President of Sudan Salva Kiir appending his signature to the deal in Juba this week, as regional leaders witness.

President of Sudan Salva Kiir appending his signature to the deal in Juba this week, as regional leaders witness.

Both leaders of South Sudan have declared the cease fire as dictated by the recently signed peace accord brokered by IGAD, regional leaders and the international community.

President Salva Kiir, who belatedly signed the deal on Wednesday was the first to order his forces to halt fighting rebel forces and ensure permanent cease fire takes effect Midnight Thursday.

And the rebel leader and former vice president Riek Machar followed suite and instructed his forces Friday to stop fighting government forces by end of the day Saturday.
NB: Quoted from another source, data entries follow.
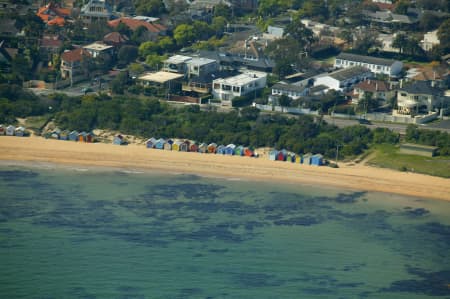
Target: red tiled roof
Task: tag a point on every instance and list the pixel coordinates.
(135, 24)
(53, 14)
(52, 42)
(372, 86)
(74, 55)
(115, 37)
The peace agreement that was first signed by rebel leader Riek Machar in Ethiopia on August 17, and then by President Kiir 10 days later in Juba, required cessation of fighting within 72 hours after signing and the decision by both leaders to order a permanent cease fire is in line with the key provision.

“Reference to Chapter II article 1.1 of the Agreement on the Resolution of the Conflict in the Republic of South Sudan signed on 17th August 2015 in Addis Ababa, and 26th August 2015 in Juba, I, Riek Machar Teny-Dhurgon, Chairman and Commander-in-Chief of Sudan People’s Liberation Movement/Sudan People’s Liberation Army (SPLM/SPLA), hereby order all SPLM/SPLA forces to cease fire in the country as of midnight 29th August 2015,” Machar’s executive order reads in part.

If implemented the deal is designed to end the 20-month conflict that has destabilized Africa’s youngest nation and forced more than 2.2 million South Sudanese out of their homes and country.

Both leaders have recently been under intense pressure from regional leaders and the international community including AU, UN and US to implement this latest agreement or risk crippling sanctions.

“The United States stands ready to support the implementation of the agreement, to work with the men and women of South Sudan who are committed to peace, and to hold to account those who would undermine the agreement or violate the ceasefire.” John Kirby, US state department spokesman said in a statement this week.